This script creates TSV records from “Summarize Highlights” of PDF(s) for import into Tinderbox.
It can be used with the “Summarize Highlights”'s Markdown output of one or more selected PDF(s).
What’s included:
- Source PDF name
- Annotation
- Annotation details
- Page
- Page item link
Usage:
- Select one or more PDF(s).
- Menu
Tools > Summarize Highlight > as Markdown
- Select the Markdown record(s)
- Run script
- Drag the TSV(s) to desktop
- Drag the TSV(s) into Tinderbox
- Use stamp 1
How it works:
Stamp 1
Tinderbox doesn’t support new lines inside a TSV field. In order to keep the original layout of an annotation’s details the script replaces new lines with " ---LINEFEED--- ". In Tinderbox this placeholder has to be replaced back into a linefeed. It’s also necessary to replace doubled double quotes. To make things easier the clipboard is automatically set to the necessary stamp code.
To rebuild the layout use stamp 1:
$Name=$Name.replace('\"\"','\"');
$SourcePDF=$SourcePDF.replace('\"\"','\"');
$Annotation=$Annotation.replace('\"\"','\"');
$Details=$Details.replace('\"\"','\"').replace(" ---LINEFEED--- ","\n");
$Text=$Text.replace('\"\"','\"').replace(" ---LINEFEED--- ","\n");
Stamp 2 (optional)
The script supports the creation of TSVs from the “Summarize Highlights” output of one or more selected PDFs. In case you’ve used menu “Summarize Highlights” with more than one selected PDF you’ll get the annotations etc. but they are not grouped into Tinderbox container as it would be if you only had selected one PDF when using “Summarize Highlights” . So moving each annotation in a container with the source PDF’s name might be necessary.
To group annotation notes use stamp 2:
$Container=$Container+$SourcePDF;
Prototype (optional)
In case you want to apply a Prototype to the imported annotation notes:
The import process sets the $KeyAttributes locally for all notes it creates. Thus if you apply a prototype using key attributes to the newly created notes, the Key Attributes will not show in the inheriting notes as the local values unless/until you reset the $KeyAttributes for these notes.

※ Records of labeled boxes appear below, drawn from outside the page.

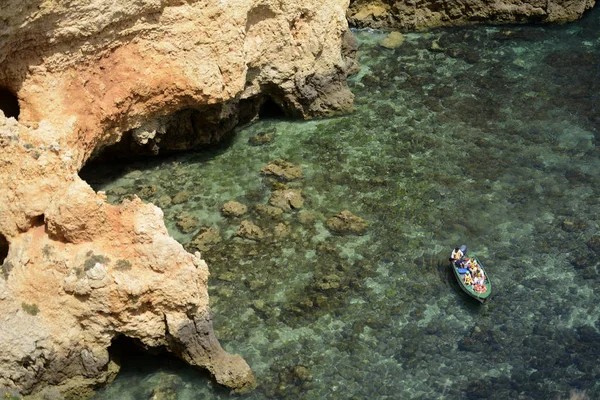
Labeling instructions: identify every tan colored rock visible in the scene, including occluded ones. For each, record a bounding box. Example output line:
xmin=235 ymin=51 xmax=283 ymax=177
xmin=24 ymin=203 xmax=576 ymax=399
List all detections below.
xmin=326 ymin=210 xmax=368 ymax=235
xmin=347 ymin=0 xmax=595 ymax=31
xmin=221 ymin=200 xmax=248 ymax=217
xmin=0 ymin=0 xmax=357 ymax=398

A Tinderbox Reference File - Spreadsheet (Tab-Delimited Text) Import
To reset KeyAttributes use this stamp:
$KeyAttributes=;
If you have questions please don’t hesitate to ask.
-- Create "Summarize Highlights" TSV for import into Tinderbox
-- In DEVONthink: With one or more selected PDF(s): menu "Tools > Summarize Highlight > as Markdown"
-- Select resulting Markdown record(s)
-- Run script
-- Drag resulting TSV(s) into Finder, e.g. desktop
-- In Finder: Drag TSV(s) into Tinderbox
-- In Tinderbox: Use at least the first stamp (it's copied automatically)
(* Use the first stamp to rebuild double quotes and linefeeds:
$Name=$Name.replace('\"\"','\"');
$SourcePDF=$SourcePDF.replace('\"\"','\"');
$Annotation=$Annotation.replace('\"\"','\"');
$Details=$Details.replace('\"\"','\"').replace(" ---LINEFEED--- ","\n");
$Text=$Text.replace('\"\"','\"').replace(" ---LINEFEED--- ","\n");
Optionally: Use the second stamp to group annotation notes:
$Container=$Container+$SourcePDF;
*)
tell application id "DNtp"
try
set theRecords to selected records
if theRecords = {} then error "Please select some \"Summarize Highlights\" Markdown records"
set theOutputGroup to display group selector "Choose output group:"
show progress indicator "Creating TSV... " steps (count theRecords) as string with cancel button
repeat with thisRecord in theRecords
set theType to (type of thisRecord) as string
if theType is in {"markdown", "«constant ****mkdn»"} then
step progress indicator "... " & (name of thisRecord) as string
set theText to plain text of thisRecord
set theParagraphs to paragraphs of theText
set theParagraphs_count to (count theParagraphs)
set the_record to {}
set thisAnnotation_Details to {}
repeat with i from 1 to theParagraphs_count
set thisParagraph to (item i in theParagraphs) as string
set thisParagraph to my trimEnd(thisParagraph)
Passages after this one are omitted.